‘Coorie’ is a Scottish word traditionally meaning ‘to snuggle’ or ‘cuddle’, conjuring up images of candlelight, cushions and warm drinks by the fire during the colder months – the Scottish equivalent to the Danish ‘hygge’.
Coorie has, however, taken on a different meaning over the years, evolving into a wider, more encompassing term for a balanced lifestyle, swapping the stresses of the modern world for something simpler and quieter. It’s no longer just about snuggling up inside, but also about embracing the outdoors and finding an inner calm through reconnecting with nature.
At The Torridon, the true meaning of coorie becomes apparent in autumn, with the natural playground of the Scottish Highlands right on the doorstep. It really is a place like no other – anyone for some wild water swimming in the loch?
With hills ablaze in intense colours as the leaves turn, venture through the stunning wilderness and release any tensions the year has brought on a guided walk or guided mountain bike ride with the team from Torridon Outdoors. Reconnect with nature and take in the lochs and glens with local guides showcasing lesser known viewpoints. Spot rutting stags and pine martens whilst traversing the hills, or amble down to the shore to observe soaring sea eagles and seals in the distance.
Torridon Outdoor’s expert mountain leaders know every nook and cranny of the Torridon area, so those looking for more adventurous hikes can go mountain guiding on Beinn Alligin, Liathach and Beinn Eighe, offering fantastic views of the wild and remote West Highlands in its autumnal glory.
The Torridon is located on the shores of a sea loch, with wild swimming in the bracing waters right on the doorstep. Good for both mental and physical health – a dip in the loch can boost the immune system, help circulation and raise dopamine levels, too.

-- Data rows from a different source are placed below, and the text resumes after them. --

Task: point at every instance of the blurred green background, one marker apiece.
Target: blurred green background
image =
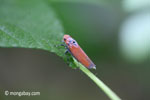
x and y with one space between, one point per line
115 35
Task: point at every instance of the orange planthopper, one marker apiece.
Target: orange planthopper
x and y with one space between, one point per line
76 51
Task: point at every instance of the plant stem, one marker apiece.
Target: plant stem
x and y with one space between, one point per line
99 83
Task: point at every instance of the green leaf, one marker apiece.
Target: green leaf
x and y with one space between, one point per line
29 24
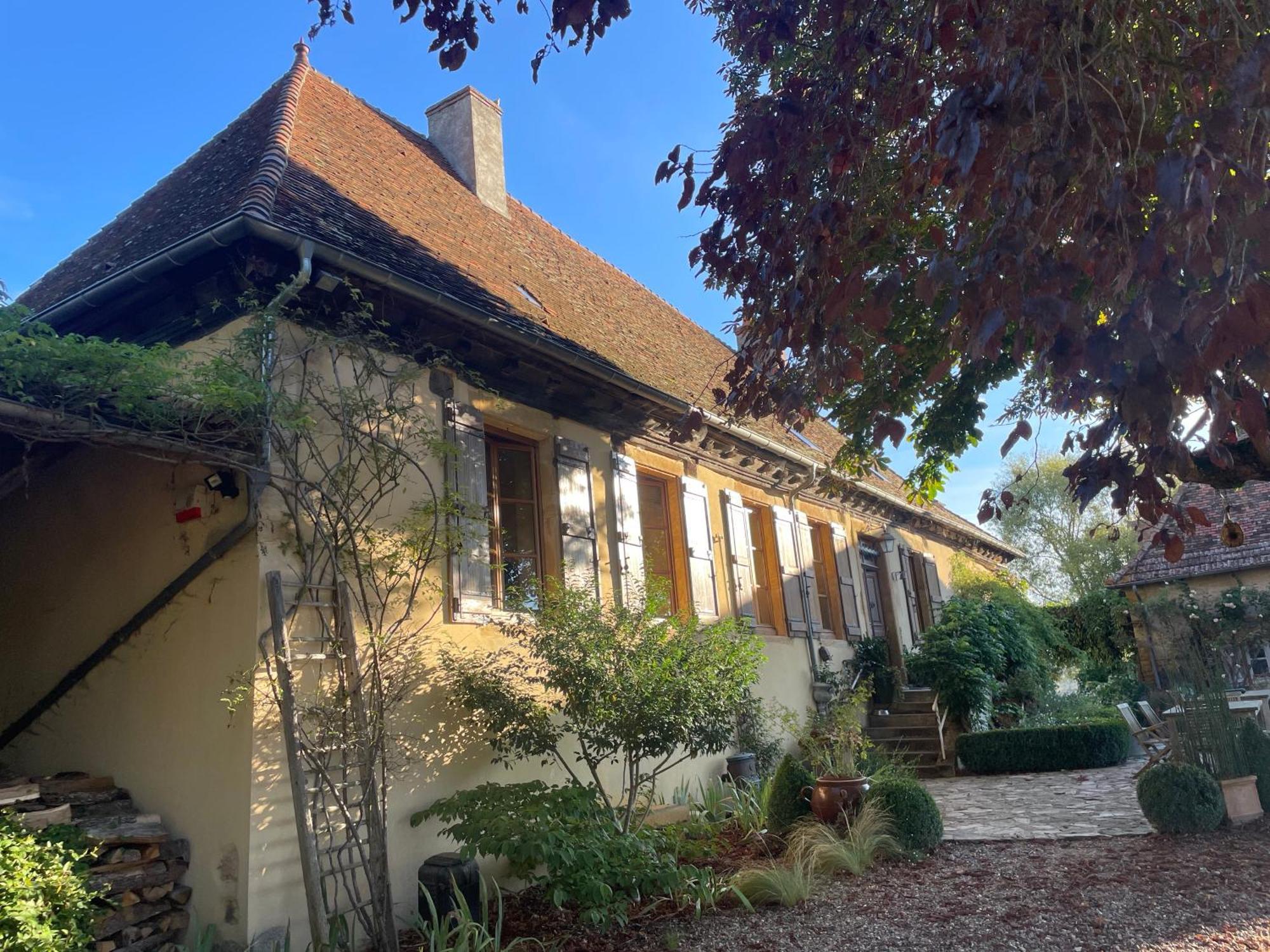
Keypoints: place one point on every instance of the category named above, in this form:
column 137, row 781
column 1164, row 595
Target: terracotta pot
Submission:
column 1243, row 804
column 832, row 797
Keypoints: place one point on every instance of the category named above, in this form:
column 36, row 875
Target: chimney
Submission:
column 468, row 129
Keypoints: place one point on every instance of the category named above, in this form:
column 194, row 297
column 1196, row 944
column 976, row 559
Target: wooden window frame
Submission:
column 772, row 569
column 495, row 440
column 674, row 531
column 822, row 546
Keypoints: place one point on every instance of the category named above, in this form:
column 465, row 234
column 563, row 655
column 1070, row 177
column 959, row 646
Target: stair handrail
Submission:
column 940, row 720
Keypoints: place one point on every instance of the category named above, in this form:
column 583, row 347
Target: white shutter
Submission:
column 792, row 571
column 700, row 548
column 933, row 587
column 631, row 539
column 846, row 579
column 472, row 585
column 806, row 553
column 741, row 554
column 577, row 516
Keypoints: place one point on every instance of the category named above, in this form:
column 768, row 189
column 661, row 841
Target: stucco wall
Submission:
column 444, row 755
column 91, row 543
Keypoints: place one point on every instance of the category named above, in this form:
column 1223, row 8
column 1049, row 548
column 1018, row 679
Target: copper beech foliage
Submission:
column 916, row 201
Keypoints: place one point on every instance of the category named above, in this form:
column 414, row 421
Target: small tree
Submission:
column 596, row 684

As the day draws to a close and the night settles in, the Bortle 1 location comes into its own as the night sky lights up. Autumn nights are the perfect time for spectacular celestial experiences with partner astronomer Stephen Mackintosh. Suitable for all levels of stargazing, Stephen will share a wealth of knowledge about the night sky during dinner, before departing on an excursion in the surrounding highlands to study the night sky.
After an invigorating day exploring the crisp, cold autumn landscape, the traditional meaning of coorie comes to the fore in front of one of the hotel’s blazing fires. A warming snifter of amber nectar from the Whisky Bar is a perfect prelude to dinner in the elegant 1887 with refined dishes created by head chef Paul Green. Those looking for a more relaxed setting can tuck into moreish comfort food served in Bo & Muc, or sample one of the many ales in Beinn Bar.
Autumn is a time for creative and comforting cooking at The Torridon, using quality product sourced from The Torridon Farm and Kitchen Garden. Turbot caught off the west coast of Scotland is paired with silky fennel and a luxurious crab sauce and ripe pears are turned into sticky chutneys or poached in red wine. Garnishes are picked straight from the garden to serve with the hotel’s own warming Arcturus Sloe Gin.
Whether staying in one of the elegant and luxurious bedrooms in the hotel or in the cosy accommodation in The Stables, the individual design and comfort replicates the rugged Highland location. Relax with a drink or spend a few moments sinking into a warm bath with a view of the natural playground in the distance – planning adventures for the next day.